I've seen a number of ways to do this for a given branch, and I guess I can do that twenty times, right?

However, I'm hoping there is a way to do it without checking out all twenty branches and setting each one back.

Upvotes: 1

Views: 76

Answers (1)

torek
torek

Reputation: 489253

Unless you have ever removed commits or deleted some branch name(s), or deleted and re-cloned your repository, this is actually quite easy for a typical setup. This is in part due to:

... December 10 ...

which, at this time, is just ten days ago. Things get harder after 30 or 90 days, due to reflog entry expiration. (This assumes the default configuration in which you have not told Git to use a different retention time period.)

Background

The thing to remember here is that what Git stores is not changes and not files, but rather commits. (Each commit stores files, so that Git indirectly stores files, but the level at which things are visible is the commit.) Every commit is uniquely identified by some hash ID, which is a big ugly string like 5d826e972970a784bd7a7bdf587512510097b8c7. Normally, too, you only ever add new commits to a Git repository. This is true even with operations that seem to remove commits, such as git commit --amend or git rebase. The original commits—with their unchanging hash IDs that are exactly as permanent as the commits themselves—are still in your repository.

Each of your branch names simply acts as a pointer. That is, each one stores one hash ID. The one hash ID stored in master may be 5d826e972970a784bd7a7bdf587512510097b8c7 today. Tomorrow, after you make a new commit, it will be something else, but there will still only be one hash ID in master.

When you make a new commit, Git:

  1. Packages up the full snapshot (from your index, aka staging area aka cache). This makes a Git tree object (not something you normally need to care about) that gets its own hash ID.

  2. Collects your log message, your name and email address and the current date/time, and so on. To this, Git adds the tree hash from step 1, a parent line recording the current commit's hash ID from the branch name, and any other suitable metadata that Git wants to include. From all of this data, Git makes a commit object, which acquires its own new, unique hash ID.

    (Part of the reason for the time stamp is to make sure that the hash ID is unique. Otherwise, if you made a new snapshot that matched an old one, with the same parent and other metadata, you'd get the old commit's hash ID back! That would make two branches collapse into one branch. This isn't actually fatal—you can make this condition occur via trickery and scripting to make more than one commit per second, for instance, and it does actually work—but it's deeply surprising and has the potential to break some workflows.)

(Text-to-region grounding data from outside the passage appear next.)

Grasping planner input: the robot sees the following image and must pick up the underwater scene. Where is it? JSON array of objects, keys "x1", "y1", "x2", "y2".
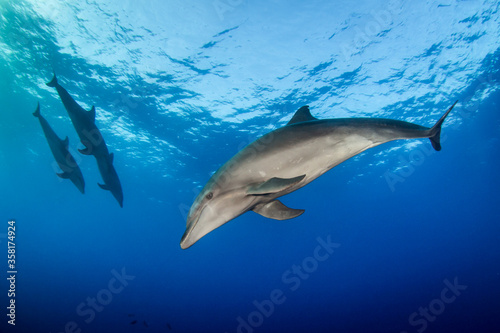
[{"x1": 0, "y1": 0, "x2": 500, "y2": 333}]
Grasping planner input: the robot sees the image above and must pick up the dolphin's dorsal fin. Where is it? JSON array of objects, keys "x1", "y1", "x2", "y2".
[
  {"x1": 78, "y1": 141, "x2": 92, "y2": 155},
  {"x1": 247, "y1": 175, "x2": 306, "y2": 195},
  {"x1": 97, "y1": 183, "x2": 109, "y2": 191},
  {"x1": 56, "y1": 172, "x2": 69, "y2": 179},
  {"x1": 252, "y1": 200, "x2": 304, "y2": 220},
  {"x1": 89, "y1": 105, "x2": 95, "y2": 123},
  {"x1": 63, "y1": 137, "x2": 69, "y2": 149},
  {"x1": 287, "y1": 105, "x2": 318, "y2": 125}
]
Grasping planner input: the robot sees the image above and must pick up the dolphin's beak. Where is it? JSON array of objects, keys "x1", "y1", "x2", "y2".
[
  {"x1": 181, "y1": 229, "x2": 194, "y2": 250},
  {"x1": 181, "y1": 208, "x2": 204, "y2": 250}
]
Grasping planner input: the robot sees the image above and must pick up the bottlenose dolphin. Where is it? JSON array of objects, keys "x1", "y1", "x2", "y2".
[
  {"x1": 47, "y1": 74, "x2": 123, "y2": 207},
  {"x1": 47, "y1": 74, "x2": 109, "y2": 156},
  {"x1": 181, "y1": 102, "x2": 457, "y2": 249},
  {"x1": 33, "y1": 103, "x2": 85, "y2": 193}
]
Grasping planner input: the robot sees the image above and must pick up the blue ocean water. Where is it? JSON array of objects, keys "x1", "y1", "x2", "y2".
[{"x1": 0, "y1": 0, "x2": 500, "y2": 333}]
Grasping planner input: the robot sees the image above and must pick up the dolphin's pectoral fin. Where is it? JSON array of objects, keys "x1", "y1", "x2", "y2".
[
  {"x1": 63, "y1": 137, "x2": 69, "y2": 149},
  {"x1": 78, "y1": 142, "x2": 92, "y2": 155},
  {"x1": 429, "y1": 101, "x2": 458, "y2": 151},
  {"x1": 252, "y1": 200, "x2": 304, "y2": 220},
  {"x1": 56, "y1": 172, "x2": 69, "y2": 179},
  {"x1": 97, "y1": 183, "x2": 110, "y2": 191},
  {"x1": 247, "y1": 175, "x2": 306, "y2": 195},
  {"x1": 89, "y1": 105, "x2": 95, "y2": 123}
]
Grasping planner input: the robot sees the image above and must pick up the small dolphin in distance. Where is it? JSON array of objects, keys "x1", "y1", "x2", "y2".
[
  {"x1": 47, "y1": 74, "x2": 123, "y2": 207},
  {"x1": 33, "y1": 103, "x2": 85, "y2": 193},
  {"x1": 180, "y1": 102, "x2": 457, "y2": 249},
  {"x1": 95, "y1": 153, "x2": 123, "y2": 208},
  {"x1": 47, "y1": 74, "x2": 109, "y2": 156}
]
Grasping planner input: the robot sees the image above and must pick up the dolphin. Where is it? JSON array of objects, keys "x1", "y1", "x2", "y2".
[
  {"x1": 47, "y1": 74, "x2": 109, "y2": 156},
  {"x1": 180, "y1": 102, "x2": 457, "y2": 249},
  {"x1": 47, "y1": 74, "x2": 123, "y2": 207},
  {"x1": 33, "y1": 103, "x2": 85, "y2": 193},
  {"x1": 96, "y1": 153, "x2": 123, "y2": 208}
]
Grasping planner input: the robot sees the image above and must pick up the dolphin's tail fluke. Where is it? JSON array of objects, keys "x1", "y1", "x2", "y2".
[
  {"x1": 33, "y1": 102, "x2": 40, "y2": 118},
  {"x1": 429, "y1": 101, "x2": 458, "y2": 151},
  {"x1": 47, "y1": 73, "x2": 57, "y2": 87}
]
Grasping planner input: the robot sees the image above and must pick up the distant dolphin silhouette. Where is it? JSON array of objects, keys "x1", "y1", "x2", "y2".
[
  {"x1": 47, "y1": 74, "x2": 123, "y2": 207},
  {"x1": 180, "y1": 102, "x2": 457, "y2": 249},
  {"x1": 95, "y1": 153, "x2": 123, "y2": 207},
  {"x1": 33, "y1": 103, "x2": 85, "y2": 193}
]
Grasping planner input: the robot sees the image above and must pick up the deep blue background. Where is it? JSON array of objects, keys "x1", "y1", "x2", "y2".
[{"x1": 0, "y1": 2, "x2": 500, "y2": 332}]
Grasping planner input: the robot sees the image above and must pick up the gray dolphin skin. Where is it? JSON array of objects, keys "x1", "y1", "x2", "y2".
[
  {"x1": 47, "y1": 74, "x2": 123, "y2": 207},
  {"x1": 33, "y1": 103, "x2": 85, "y2": 193},
  {"x1": 180, "y1": 102, "x2": 457, "y2": 249}
]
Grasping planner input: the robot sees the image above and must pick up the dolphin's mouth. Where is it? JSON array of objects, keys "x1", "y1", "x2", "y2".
[{"x1": 181, "y1": 207, "x2": 205, "y2": 250}]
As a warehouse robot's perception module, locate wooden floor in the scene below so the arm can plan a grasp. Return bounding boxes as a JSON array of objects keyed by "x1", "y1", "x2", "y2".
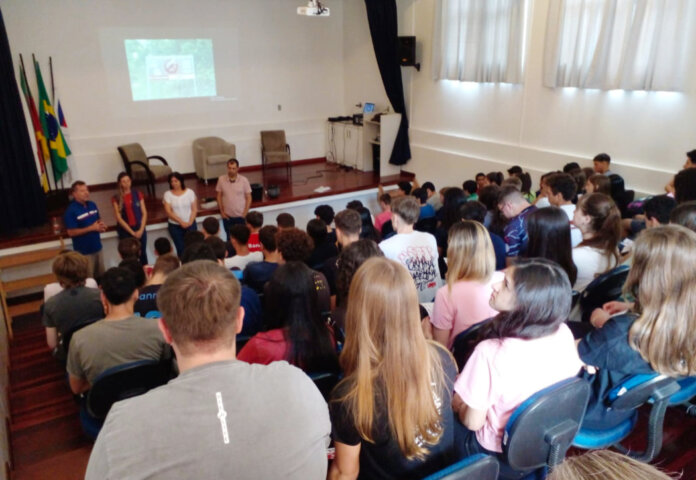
[
  {"x1": 0, "y1": 159, "x2": 412, "y2": 249},
  {"x1": 10, "y1": 314, "x2": 696, "y2": 480}
]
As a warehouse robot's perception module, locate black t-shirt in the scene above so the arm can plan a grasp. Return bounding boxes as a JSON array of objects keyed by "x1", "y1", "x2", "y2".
[
  {"x1": 329, "y1": 345, "x2": 457, "y2": 479},
  {"x1": 133, "y1": 285, "x2": 162, "y2": 318},
  {"x1": 578, "y1": 314, "x2": 655, "y2": 429}
]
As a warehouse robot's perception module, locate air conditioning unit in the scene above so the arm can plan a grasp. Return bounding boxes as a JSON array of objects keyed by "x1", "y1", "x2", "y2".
[{"x1": 297, "y1": 0, "x2": 329, "y2": 17}]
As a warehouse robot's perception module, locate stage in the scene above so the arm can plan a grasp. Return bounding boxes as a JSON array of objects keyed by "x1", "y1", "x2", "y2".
[{"x1": 0, "y1": 159, "x2": 412, "y2": 296}]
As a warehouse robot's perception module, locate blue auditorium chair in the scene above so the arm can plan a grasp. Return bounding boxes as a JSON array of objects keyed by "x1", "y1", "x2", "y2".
[
  {"x1": 423, "y1": 453, "x2": 498, "y2": 480},
  {"x1": 573, "y1": 374, "x2": 679, "y2": 462}
]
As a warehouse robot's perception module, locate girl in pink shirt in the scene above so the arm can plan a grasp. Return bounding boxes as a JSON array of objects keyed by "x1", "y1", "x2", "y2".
[
  {"x1": 430, "y1": 220, "x2": 503, "y2": 349},
  {"x1": 452, "y1": 259, "x2": 582, "y2": 455}
]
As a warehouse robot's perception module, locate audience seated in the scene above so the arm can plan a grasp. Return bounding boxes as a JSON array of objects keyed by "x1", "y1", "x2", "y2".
[
  {"x1": 546, "y1": 173, "x2": 582, "y2": 248},
  {"x1": 573, "y1": 193, "x2": 621, "y2": 292},
  {"x1": 154, "y1": 237, "x2": 172, "y2": 257},
  {"x1": 498, "y1": 187, "x2": 536, "y2": 261},
  {"x1": 307, "y1": 218, "x2": 338, "y2": 269},
  {"x1": 459, "y1": 200, "x2": 505, "y2": 270},
  {"x1": 67, "y1": 267, "x2": 167, "y2": 393},
  {"x1": 245, "y1": 210, "x2": 263, "y2": 253},
  {"x1": 133, "y1": 255, "x2": 179, "y2": 318},
  {"x1": 332, "y1": 239, "x2": 384, "y2": 328},
  {"x1": 546, "y1": 450, "x2": 679, "y2": 480},
  {"x1": 243, "y1": 225, "x2": 282, "y2": 293},
  {"x1": 375, "y1": 193, "x2": 391, "y2": 232},
  {"x1": 41, "y1": 251, "x2": 104, "y2": 360},
  {"x1": 578, "y1": 225, "x2": 696, "y2": 429},
  {"x1": 430, "y1": 221, "x2": 504, "y2": 349},
  {"x1": 328, "y1": 258, "x2": 457, "y2": 479},
  {"x1": 522, "y1": 207, "x2": 578, "y2": 285},
  {"x1": 225, "y1": 224, "x2": 263, "y2": 270},
  {"x1": 379, "y1": 196, "x2": 440, "y2": 302},
  {"x1": 85, "y1": 261, "x2": 331, "y2": 480},
  {"x1": 238, "y1": 261, "x2": 339, "y2": 373},
  {"x1": 276, "y1": 213, "x2": 295, "y2": 231},
  {"x1": 452, "y1": 259, "x2": 581, "y2": 457}
]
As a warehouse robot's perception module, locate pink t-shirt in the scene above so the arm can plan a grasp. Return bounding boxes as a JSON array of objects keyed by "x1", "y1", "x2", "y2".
[
  {"x1": 454, "y1": 324, "x2": 582, "y2": 452},
  {"x1": 430, "y1": 272, "x2": 505, "y2": 349},
  {"x1": 215, "y1": 174, "x2": 251, "y2": 217},
  {"x1": 375, "y1": 210, "x2": 391, "y2": 232}
]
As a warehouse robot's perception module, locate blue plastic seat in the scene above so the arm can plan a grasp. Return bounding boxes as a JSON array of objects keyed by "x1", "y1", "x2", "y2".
[
  {"x1": 573, "y1": 374, "x2": 679, "y2": 462},
  {"x1": 499, "y1": 378, "x2": 590, "y2": 479},
  {"x1": 423, "y1": 453, "x2": 498, "y2": 480}
]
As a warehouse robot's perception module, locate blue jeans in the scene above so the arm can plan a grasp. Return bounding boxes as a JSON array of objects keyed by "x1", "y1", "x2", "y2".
[
  {"x1": 167, "y1": 222, "x2": 198, "y2": 258},
  {"x1": 222, "y1": 217, "x2": 246, "y2": 243}
]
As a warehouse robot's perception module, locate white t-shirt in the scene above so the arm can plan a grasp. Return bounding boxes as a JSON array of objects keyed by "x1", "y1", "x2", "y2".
[
  {"x1": 225, "y1": 252, "x2": 263, "y2": 270},
  {"x1": 560, "y1": 203, "x2": 582, "y2": 248},
  {"x1": 379, "y1": 231, "x2": 441, "y2": 303},
  {"x1": 164, "y1": 188, "x2": 196, "y2": 225},
  {"x1": 573, "y1": 247, "x2": 616, "y2": 292}
]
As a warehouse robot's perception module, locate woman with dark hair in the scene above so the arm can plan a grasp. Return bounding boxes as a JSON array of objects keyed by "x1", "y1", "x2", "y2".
[
  {"x1": 524, "y1": 207, "x2": 578, "y2": 285},
  {"x1": 452, "y1": 259, "x2": 581, "y2": 457},
  {"x1": 328, "y1": 258, "x2": 457, "y2": 480},
  {"x1": 111, "y1": 172, "x2": 148, "y2": 265},
  {"x1": 573, "y1": 193, "x2": 621, "y2": 292},
  {"x1": 237, "y1": 262, "x2": 339, "y2": 372},
  {"x1": 332, "y1": 238, "x2": 384, "y2": 328},
  {"x1": 356, "y1": 207, "x2": 379, "y2": 242},
  {"x1": 163, "y1": 172, "x2": 198, "y2": 257}
]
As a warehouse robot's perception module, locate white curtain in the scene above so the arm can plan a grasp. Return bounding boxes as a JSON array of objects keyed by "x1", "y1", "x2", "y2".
[
  {"x1": 433, "y1": 0, "x2": 525, "y2": 83},
  {"x1": 544, "y1": 0, "x2": 696, "y2": 91}
]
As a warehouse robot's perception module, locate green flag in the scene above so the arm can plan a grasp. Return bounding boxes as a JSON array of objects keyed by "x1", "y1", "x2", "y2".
[{"x1": 34, "y1": 60, "x2": 70, "y2": 181}]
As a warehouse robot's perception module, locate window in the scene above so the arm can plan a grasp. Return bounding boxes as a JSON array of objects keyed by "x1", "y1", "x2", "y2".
[
  {"x1": 433, "y1": 0, "x2": 526, "y2": 83},
  {"x1": 544, "y1": 0, "x2": 696, "y2": 90}
]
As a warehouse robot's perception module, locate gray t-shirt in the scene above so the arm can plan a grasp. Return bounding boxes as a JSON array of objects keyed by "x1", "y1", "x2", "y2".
[
  {"x1": 67, "y1": 317, "x2": 167, "y2": 384},
  {"x1": 41, "y1": 287, "x2": 104, "y2": 335},
  {"x1": 85, "y1": 360, "x2": 331, "y2": 480}
]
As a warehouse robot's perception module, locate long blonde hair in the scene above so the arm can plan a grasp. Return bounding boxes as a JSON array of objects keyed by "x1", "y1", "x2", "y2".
[
  {"x1": 335, "y1": 257, "x2": 449, "y2": 459},
  {"x1": 624, "y1": 225, "x2": 696, "y2": 376},
  {"x1": 447, "y1": 220, "x2": 495, "y2": 292},
  {"x1": 546, "y1": 450, "x2": 679, "y2": 480}
]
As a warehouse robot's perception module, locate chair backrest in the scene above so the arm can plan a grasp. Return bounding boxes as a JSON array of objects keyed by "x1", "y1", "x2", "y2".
[
  {"x1": 423, "y1": 453, "x2": 499, "y2": 480},
  {"x1": 503, "y1": 378, "x2": 590, "y2": 471},
  {"x1": 580, "y1": 265, "x2": 628, "y2": 322},
  {"x1": 87, "y1": 360, "x2": 171, "y2": 419},
  {"x1": 261, "y1": 130, "x2": 287, "y2": 152},
  {"x1": 608, "y1": 373, "x2": 679, "y2": 410},
  {"x1": 118, "y1": 143, "x2": 148, "y2": 165}
]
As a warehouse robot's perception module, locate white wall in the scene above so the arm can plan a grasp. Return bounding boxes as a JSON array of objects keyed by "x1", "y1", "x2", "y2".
[
  {"x1": 343, "y1": 0, "x2": 696, "y2": 193},
  {"x1": 0, "y1": 0, "x2": 346, "y2": 183}
]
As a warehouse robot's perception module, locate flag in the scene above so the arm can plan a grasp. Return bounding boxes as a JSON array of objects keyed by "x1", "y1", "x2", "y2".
[
  {"x1": 19, "y1": 65, "x2": 50, "y2": 192},
  {"x1": 34, "y1": 60, "x2": 70, "y2": 181}
]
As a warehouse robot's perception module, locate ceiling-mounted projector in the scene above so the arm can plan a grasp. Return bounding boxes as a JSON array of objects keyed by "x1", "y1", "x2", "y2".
[{"x1": 297, "y1": 0, "x2": 329, "y2": 17}]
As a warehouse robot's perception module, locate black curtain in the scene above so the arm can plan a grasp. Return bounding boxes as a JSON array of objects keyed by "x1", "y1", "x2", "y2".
[
  {"x1": 0, "y1": 6, "x2": 46, "y2": 233},
  {"x1": 365, "y1": 0, "x2": 411, "y2": 165}
]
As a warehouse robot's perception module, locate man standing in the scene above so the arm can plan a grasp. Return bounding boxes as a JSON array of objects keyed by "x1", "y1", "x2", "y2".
[
  {"x1": 379, "y1": 196, "x2": 441, "y2": 303},
  {"x1": 63, "y1": 180, "x2": 106, "y2": 279},
  {"x1": 85, "y1": 260, "x2": 331, "y2": 480},
  {"x1": 215, "y1": 158, "x2": 251, "y2": 242}
]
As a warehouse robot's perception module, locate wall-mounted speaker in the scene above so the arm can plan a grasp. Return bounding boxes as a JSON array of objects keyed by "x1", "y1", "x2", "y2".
[{"x1": 399, "y1": 36, "x2": 420, "y2": 70}]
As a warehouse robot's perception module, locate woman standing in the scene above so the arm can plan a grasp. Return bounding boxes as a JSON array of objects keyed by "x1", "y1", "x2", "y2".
[
  {"x1": 164, "y1": 172, "x2": 198, "y2": 257},
  {"x1": 430, "y1": 219, "x2": 500, "y2": 348},
  {"x1": 573, "y1": 193, "x2": 621, "y2": 292},
  {"x1": 328, "y1": 258, "x2": 457, "y2": 480},
  {"x1": 111, "y1": 172, "x2": 148, "y2": 265}
]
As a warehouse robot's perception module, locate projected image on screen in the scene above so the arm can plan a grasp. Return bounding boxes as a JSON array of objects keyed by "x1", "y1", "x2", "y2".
[{"x1": 125, "y1": 38, "x2": 216, "y2": 102}]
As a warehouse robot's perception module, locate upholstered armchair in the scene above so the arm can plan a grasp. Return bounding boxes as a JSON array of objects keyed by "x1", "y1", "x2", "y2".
[
  {"x1": 261, "y1": 130, "x2": 291, "y2": 180},
  {"x1": 193, "y1": 137, "x2": 236, "y2": 185},
  {"x1": 118, "y1": 143, "x2": 172, "y2": 196}
]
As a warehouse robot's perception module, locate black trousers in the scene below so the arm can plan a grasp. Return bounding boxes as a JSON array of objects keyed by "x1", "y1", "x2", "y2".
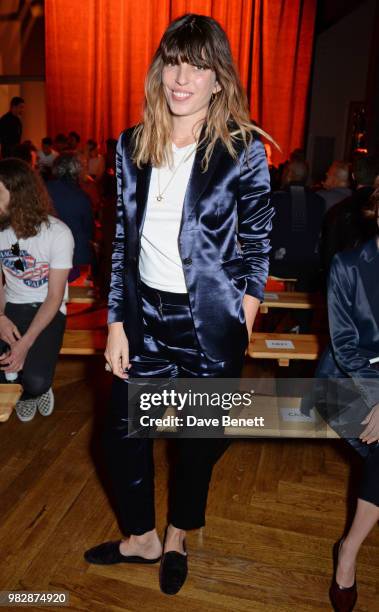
[
  {"x1": 0, "y1": 302, "x2": 66, "y2": 399},
  {"x1": 104, "y1": 285, "x2": 245, "y2": 535}
]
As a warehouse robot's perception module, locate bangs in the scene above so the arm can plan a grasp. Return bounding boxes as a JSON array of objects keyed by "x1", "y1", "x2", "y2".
[{"x1": 161, "y1": 27, "x2": 216, "y2": 71}]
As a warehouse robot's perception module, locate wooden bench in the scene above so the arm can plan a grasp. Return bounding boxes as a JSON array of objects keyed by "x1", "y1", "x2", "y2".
[
  {"x1": 268, "y1": 274, "x2": 298, "y2": 291},
  {"x1": 0, "y1": 329, "x2": 107, "y2": 423},
  {"x1": 247, "y1": 332, "x2": 327, "y2": 366},
  {"x1": 259, "y1": 291, "x2": 324, "y2": 314},
  {"x1": 225, "y1": 395, "x2": 339, "y2": 439},
  {"x1": 157, "y1": 395, "x2": 339, "y2": 439},
  {"x1": 0, "y1": 383, "x2": 22, "y2": 423}
]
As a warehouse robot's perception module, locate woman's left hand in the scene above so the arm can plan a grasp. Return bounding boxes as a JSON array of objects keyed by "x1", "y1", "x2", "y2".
[
  {"x1": 0, "y1": 338, "x2": 30, "y2": 372},
  {"x1": 243, "y1": 295, "x2": 260, "y2": 350},
  {"x1": 359, "y1": 404, "x2": 379, "y2": 444}
]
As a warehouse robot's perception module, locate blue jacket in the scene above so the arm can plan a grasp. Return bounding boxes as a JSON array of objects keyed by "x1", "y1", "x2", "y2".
[
  {"x1": 108, "y1": 128, "x2": 273, "y2": 361},
  {"x1": 47, "y1": 180, "x2": 94, "y2": 266}
]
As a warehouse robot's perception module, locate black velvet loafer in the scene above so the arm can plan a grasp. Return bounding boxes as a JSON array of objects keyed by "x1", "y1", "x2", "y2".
[
  {"x1": 84, "y1": 540, "x2": 161, "y2": 565},
  {"x1": 159, "y1": 548, "x2": 188, "y2": 595}
]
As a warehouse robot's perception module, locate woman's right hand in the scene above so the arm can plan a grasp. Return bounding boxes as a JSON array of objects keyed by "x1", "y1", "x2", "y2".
[
  {"x1": 0, "y1": 315, "x2": 21, "y2": 346},
  {"x1": 104, "y1": 322, "x2": 131, "y2": 380}
]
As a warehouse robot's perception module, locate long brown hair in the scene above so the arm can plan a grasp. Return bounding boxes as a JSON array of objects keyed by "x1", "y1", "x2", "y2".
[
  {"x1": 133, "y1": 13, "x2": 276, "y2": 171},
  {"x1": 0, "y1": 157, "x2": 53, "y2": 238}
]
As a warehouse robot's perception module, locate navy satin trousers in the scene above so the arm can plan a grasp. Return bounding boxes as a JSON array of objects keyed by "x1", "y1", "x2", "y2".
[{"x1": 104, "y1": 285, "x2": 245, "y2": 535}]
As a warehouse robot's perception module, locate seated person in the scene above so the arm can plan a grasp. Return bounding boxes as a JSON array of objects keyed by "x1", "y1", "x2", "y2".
[
  {"x1": 47, "y1": 152, "x2": 94, "y2": 282},
  {"x1": 270, "y1": 160, "x2": 325, "y2": 291},
  {"x1": 0, "y1": 158, "x2": 74, "y2": 421}
]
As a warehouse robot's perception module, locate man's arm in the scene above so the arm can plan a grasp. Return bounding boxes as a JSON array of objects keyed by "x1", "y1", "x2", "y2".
[
  {"x1": 0, "y1": 268, "x2": 70, "y2": 372},
  {"x1": 22, "y1": 268, "x2": 70, "y2": 348}
]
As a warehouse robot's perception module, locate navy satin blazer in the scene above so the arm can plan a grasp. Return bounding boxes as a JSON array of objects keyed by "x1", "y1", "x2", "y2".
[
  {"x1": 316, "y1": 238, "x2": 379, "y2": 408},
  {"x1": 108, "y1": 128, "x2": 273, "y2": 361}
]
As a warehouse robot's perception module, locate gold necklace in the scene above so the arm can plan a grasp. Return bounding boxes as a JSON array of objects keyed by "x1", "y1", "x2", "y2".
[{"x1": 156, "y1": 143, "x2": 197, "y2": 202}]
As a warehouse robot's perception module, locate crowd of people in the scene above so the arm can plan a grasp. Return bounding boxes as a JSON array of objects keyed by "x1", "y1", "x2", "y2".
[{"x1": 0, "y1": 10, "x2": 379, "y2": 610}]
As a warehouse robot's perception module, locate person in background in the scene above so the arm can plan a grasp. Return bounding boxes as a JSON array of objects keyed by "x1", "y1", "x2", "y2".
[
  {"x1": 12, "y1": 142, "x2": 35, "y2": 168},
  {"x1": 0, "y1": 158, "x2": 74, "y2": 421},
  {"x1": 316, "y1": 161, "x2": 352, "y2": 212},
  {"x1": 0, "y1": 96, "x2": 25, "y2": 158},
  {"x1": 270, "y1": 160, "x2": 325, "y2": 326},
  {"x1": 47, "y1": 153, "x2": 94, "y2": 282},
  {"x1": 320, "y1": 156, "x2": 379, "y2": 276},
  {"x1": 67, "y1": 131, "x2": 81, "y2": 153},
  {"x1": 315, "y1": 190, "x2": 379, "y2": 612},
  {"x1": 37, "y1": 136, "x2": 58, "y2": 180},
  {"x1": 53, "y1": 133, "x2": 68, "y2": 154}
]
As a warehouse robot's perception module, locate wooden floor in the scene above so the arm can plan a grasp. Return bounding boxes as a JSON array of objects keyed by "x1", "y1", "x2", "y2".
[{"x1": 0, "y1": 357, "x2": 379, "y2": 612}]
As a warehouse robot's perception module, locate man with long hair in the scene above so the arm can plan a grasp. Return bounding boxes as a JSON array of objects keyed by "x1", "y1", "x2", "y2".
[
  {"x1": 0, "y1": 158, "x2": 74, "y2": 421},
  {"x1": 85, "y1": 14, "x2": 273, "y2": 595}
]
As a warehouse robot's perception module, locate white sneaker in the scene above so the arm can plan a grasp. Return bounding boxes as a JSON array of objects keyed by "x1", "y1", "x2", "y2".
[
  {"x1": 16, "y1": 399, "x2": 37, "y2": 423},
  {"x1": 37, "y1": 387, "x2": 54, "y2": 416}
]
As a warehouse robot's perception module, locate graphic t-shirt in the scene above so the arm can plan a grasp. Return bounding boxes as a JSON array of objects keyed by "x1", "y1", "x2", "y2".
[{"x1": 0, "y1": 216, "x2": 74, "y2": 314}]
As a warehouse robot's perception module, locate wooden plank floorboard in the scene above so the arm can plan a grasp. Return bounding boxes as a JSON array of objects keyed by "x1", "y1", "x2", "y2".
[{"x1": 0, "y1": 358, "x2": 379, "y2": 612}]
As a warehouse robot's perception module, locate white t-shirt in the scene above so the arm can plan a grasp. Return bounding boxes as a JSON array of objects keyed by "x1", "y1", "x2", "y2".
[
  {"x1": 139, "y1": 144, "x2": 196, "y2": 293},
  {"x1": 0, "y1": 216, "x2": 74, "y2": 314},
  {"x1": 37, "y1": 149, "x2": 58, "y2": 168}
]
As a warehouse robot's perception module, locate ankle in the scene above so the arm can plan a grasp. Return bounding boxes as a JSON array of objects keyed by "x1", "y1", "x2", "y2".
[
  {"x1": 339, "y1": 539, "x2": 359, "y2": 563},
  {"x1": 129, "y1": 529, "x2": 160, "y2": 546}
]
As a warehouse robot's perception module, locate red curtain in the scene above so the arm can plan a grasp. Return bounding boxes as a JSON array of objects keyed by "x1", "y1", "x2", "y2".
[{"x1": 45, "y1": 0, "x2": 316, "y2": 163}]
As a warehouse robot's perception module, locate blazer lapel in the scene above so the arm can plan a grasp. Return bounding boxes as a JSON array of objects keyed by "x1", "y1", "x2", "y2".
[
  {"x1": 359, "y1": 237, "x2": 379, "y2": 324},
  {"x1": 136, "y1": 133, "x2": 230, "y2": 237},
  {"x1": 136, "y1": 164, "x2": 152, "y2": 237},
  {"x1": 183, "y1": 140, "x2": 224, "y2": 217}
]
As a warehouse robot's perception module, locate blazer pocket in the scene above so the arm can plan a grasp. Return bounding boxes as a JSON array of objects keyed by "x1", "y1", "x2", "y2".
[{"x1": 221, "y1": 257, "x2": 249, "y2": 278}]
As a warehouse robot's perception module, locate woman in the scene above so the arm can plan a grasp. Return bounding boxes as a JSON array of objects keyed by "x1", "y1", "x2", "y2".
[
  {"x1": 85, "y1": 14, "x2": 273, "y2": 594},
  {"x1": 316, "y1": 190, "x2": 379, "y2": 612},
  {"x1": 0, "y1": 158, "x2": 74, "y2": 422}
]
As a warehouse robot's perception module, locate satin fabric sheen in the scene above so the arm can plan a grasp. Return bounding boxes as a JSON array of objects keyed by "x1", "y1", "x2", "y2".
[
  {"x1": 104, "y1": 286, "x2": 244, "y2": 535},
  {"x1": 315, "y1": 238, "x2": 379, "y2": 456},
  {"x1": 108, "y1": 128, "x2": 273, "y2": 361}
]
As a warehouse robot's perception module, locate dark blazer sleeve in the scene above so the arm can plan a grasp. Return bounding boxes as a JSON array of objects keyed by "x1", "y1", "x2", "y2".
[
  {"x1": 108, "y1": 132, "x2": 125, "y2": 323},
  {"x1": 237, "y1": 140, "x2": 274, "y2": 301},
  {"x1": 328, "y1": 254, "x2": 379, "y2": 408}
]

  3. Records the hash ID from step 2 into the current branch name. Voila, the branch now points to the new commit. The new commit points back to the previous commit.

So, before making this new commit, if the name master points to some commit H (H here stands in for the actual hash ID) whose parent is G, with G's parent being F, and so on, you have:

... <-F <-G <-H   <--master

Afterward, if we have I stand in for the new commit, the picture is:

... <-F <-G <-H <-I   <--master

Reflogs

Whenever Git updates a reference, such as a branch name like master, Git records the previous value of that branch name into a log. This log is called the reflog for the reference. Each log entry has a date/time stamp on it as well, so that you can run git reflog master to have it spill out:

$ git reflog master
5d826e9729 master@{0}: merge refs/remotes/origin/master: Fast-forward
965798d1f2 master@{1}: merge refs/remotes/origin/master: Fast-forward
8a0ba68f6d master@{2}: merge refs/remotes/origin/master: Fast-forward
...

(This is my Git repository for Git, where not-very-interesting things happen on master: basically, I just fast-forward it all the time.)

These entries are numbered according to their recency in the log: @{0} is the current value, @{1} is the previous, @{2} is what had been previous when @{1} was @{0} and so on. The default for git reflog is to print them out numbered, like this, but with --date=relative, it prints their time stamps instead:

5d826e9729 master@{11 days ago}: merge refs/remotes/origin/master: Fast-forward
965798d1f2 master@{12 days ago}: merge refs/remotes/origin/master: Fast-forward

and so on.

You can also use --date=local, and many other formats. To see them all, read the git log documentation (git reflog is actually git log -g). Try it with --date=local now though.

Your job

Imagine, then, that we have something simple like this:

...--F--G--H--I   <--master

(I've stopped drawing the internal arrows because it's too hard / annoying, as you'll see in a moment. Just remember, they necessarily point backwards: you cannot make an old commit that refers forwards to a new commit that does not yet exist, because you don't know the hash ID of the new commit until after you make it. Then it's too late, because nothing in any commit—or in fact, in any Git internal object—can ever be changed.)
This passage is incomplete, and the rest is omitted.